I suppose you know that $K_{n,n}$ has a Hamiltonian cycle (if $n\ge2$). The graph $K_{n,n}$ has $n^2$ edges and the Hamiltonian cycle has $2n$ edges, so it misses $n^2-2n$ edges. Since $n\ge4$, we have $n^2-2n\gt n$, so there are at least $n+1$ missing edges, among which must be a pair of adjacent edges, and a pair of nonadjacent edges. Under the automorphism group of $K_{n,n}$, any pair of adjacent edges is similar to any other, and any pair of nonadjacent edges is similar to any other. Therefore, any two given edges of $K_{n,n}$ can be avoided by a Hamiltonian cycle.
Alternatively, withoug all that algebra: $C$ is a Hamiltoniam cycle in $K_{n,n}$; we have to show that $C$ misses a pair of adjacent edges of $K_{n,n}$ and a pair of nonadjacent edges of $K_{n,n}$.
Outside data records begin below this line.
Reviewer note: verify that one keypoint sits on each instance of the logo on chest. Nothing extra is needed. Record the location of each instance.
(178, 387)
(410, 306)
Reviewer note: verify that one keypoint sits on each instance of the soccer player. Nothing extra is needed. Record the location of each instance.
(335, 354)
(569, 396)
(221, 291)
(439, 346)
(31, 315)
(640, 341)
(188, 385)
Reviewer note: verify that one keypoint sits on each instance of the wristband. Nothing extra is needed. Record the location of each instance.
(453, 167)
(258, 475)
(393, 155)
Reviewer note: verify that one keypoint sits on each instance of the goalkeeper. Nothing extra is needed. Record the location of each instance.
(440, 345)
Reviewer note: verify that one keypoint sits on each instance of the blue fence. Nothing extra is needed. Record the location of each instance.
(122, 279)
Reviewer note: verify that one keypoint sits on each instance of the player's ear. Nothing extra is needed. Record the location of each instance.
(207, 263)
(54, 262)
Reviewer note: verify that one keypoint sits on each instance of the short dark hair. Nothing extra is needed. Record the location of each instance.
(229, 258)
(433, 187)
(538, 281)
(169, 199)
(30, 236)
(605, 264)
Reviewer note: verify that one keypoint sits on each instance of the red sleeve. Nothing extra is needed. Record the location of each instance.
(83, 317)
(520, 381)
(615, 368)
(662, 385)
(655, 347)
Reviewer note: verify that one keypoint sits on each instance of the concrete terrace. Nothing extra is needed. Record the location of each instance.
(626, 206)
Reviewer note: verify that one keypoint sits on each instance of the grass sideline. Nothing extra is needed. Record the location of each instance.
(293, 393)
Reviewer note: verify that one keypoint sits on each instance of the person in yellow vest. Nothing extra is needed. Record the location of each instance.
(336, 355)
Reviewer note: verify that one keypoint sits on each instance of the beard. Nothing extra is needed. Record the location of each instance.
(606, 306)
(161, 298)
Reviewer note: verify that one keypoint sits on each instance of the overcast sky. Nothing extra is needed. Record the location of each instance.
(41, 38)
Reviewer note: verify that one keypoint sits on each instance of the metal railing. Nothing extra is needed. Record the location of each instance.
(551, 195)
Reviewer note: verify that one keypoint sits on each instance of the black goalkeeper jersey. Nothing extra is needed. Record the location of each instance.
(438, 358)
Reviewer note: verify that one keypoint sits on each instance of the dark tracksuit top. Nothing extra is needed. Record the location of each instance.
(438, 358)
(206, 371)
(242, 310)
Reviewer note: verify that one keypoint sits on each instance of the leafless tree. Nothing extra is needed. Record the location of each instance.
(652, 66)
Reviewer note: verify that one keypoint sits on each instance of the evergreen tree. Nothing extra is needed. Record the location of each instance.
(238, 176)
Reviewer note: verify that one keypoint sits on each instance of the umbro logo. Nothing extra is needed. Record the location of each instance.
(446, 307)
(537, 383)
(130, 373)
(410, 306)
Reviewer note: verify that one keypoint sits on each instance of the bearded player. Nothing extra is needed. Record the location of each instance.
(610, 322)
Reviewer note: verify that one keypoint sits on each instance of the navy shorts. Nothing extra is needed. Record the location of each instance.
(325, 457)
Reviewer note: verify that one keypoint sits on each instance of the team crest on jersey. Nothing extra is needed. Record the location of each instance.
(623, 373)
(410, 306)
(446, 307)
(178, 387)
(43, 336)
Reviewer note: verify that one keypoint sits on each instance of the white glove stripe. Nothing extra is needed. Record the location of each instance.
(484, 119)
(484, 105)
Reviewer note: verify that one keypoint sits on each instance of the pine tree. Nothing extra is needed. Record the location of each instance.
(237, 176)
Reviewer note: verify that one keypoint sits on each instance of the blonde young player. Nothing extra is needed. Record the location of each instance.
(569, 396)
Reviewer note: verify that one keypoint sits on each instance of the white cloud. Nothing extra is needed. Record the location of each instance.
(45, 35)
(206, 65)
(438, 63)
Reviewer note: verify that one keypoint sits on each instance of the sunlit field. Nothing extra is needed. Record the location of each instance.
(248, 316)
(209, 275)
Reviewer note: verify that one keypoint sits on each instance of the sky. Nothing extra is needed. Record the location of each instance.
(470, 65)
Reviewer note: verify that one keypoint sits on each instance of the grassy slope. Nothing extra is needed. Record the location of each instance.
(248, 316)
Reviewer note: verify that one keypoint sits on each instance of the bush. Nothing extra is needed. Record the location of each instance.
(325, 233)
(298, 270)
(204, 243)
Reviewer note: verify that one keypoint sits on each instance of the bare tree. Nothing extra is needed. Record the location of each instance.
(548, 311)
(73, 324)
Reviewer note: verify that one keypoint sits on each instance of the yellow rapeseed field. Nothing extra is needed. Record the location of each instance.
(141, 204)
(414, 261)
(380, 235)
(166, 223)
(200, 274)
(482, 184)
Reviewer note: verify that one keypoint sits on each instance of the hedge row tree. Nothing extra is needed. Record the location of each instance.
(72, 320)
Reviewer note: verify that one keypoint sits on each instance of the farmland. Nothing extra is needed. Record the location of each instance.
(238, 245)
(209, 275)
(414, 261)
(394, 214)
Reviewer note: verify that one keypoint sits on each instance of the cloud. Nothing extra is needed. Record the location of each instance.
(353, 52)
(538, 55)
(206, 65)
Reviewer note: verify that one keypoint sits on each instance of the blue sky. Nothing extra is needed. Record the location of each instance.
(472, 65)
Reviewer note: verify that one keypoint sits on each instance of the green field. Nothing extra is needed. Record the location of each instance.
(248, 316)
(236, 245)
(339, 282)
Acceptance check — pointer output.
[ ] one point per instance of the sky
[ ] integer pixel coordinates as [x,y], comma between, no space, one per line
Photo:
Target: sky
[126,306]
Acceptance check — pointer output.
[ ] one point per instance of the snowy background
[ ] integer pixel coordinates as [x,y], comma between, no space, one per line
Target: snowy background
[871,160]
Take a red vertex $r$. Since $r$ has just $2$ neighbors in $C$, and since there are at least $4$ blue vertices, there are at least two blue vertices $b_1,b_2$ which are not neighbors of $r$, so $rb_1$ and $rb_2$ are two adjacent vertices of $K_{n,n}$ which are avoided by $C$.
Take two red vertices $r_1$ and $r_2$. Each of them has $2$ blue neighbors in $C$, but they can't be the same two neighbors, since $n\gt2$. So $r_1$ has a neighbor $b_1$ which is not a neighbor of $r_2$, and $r_2$ has a neighbor $b_2$ which is not a neighbor of $r_1$. Then $r_1b_2$ and $r_2b_2$ are nonadjecent vertices of $K_{n,n}$ which are avoided by $C$.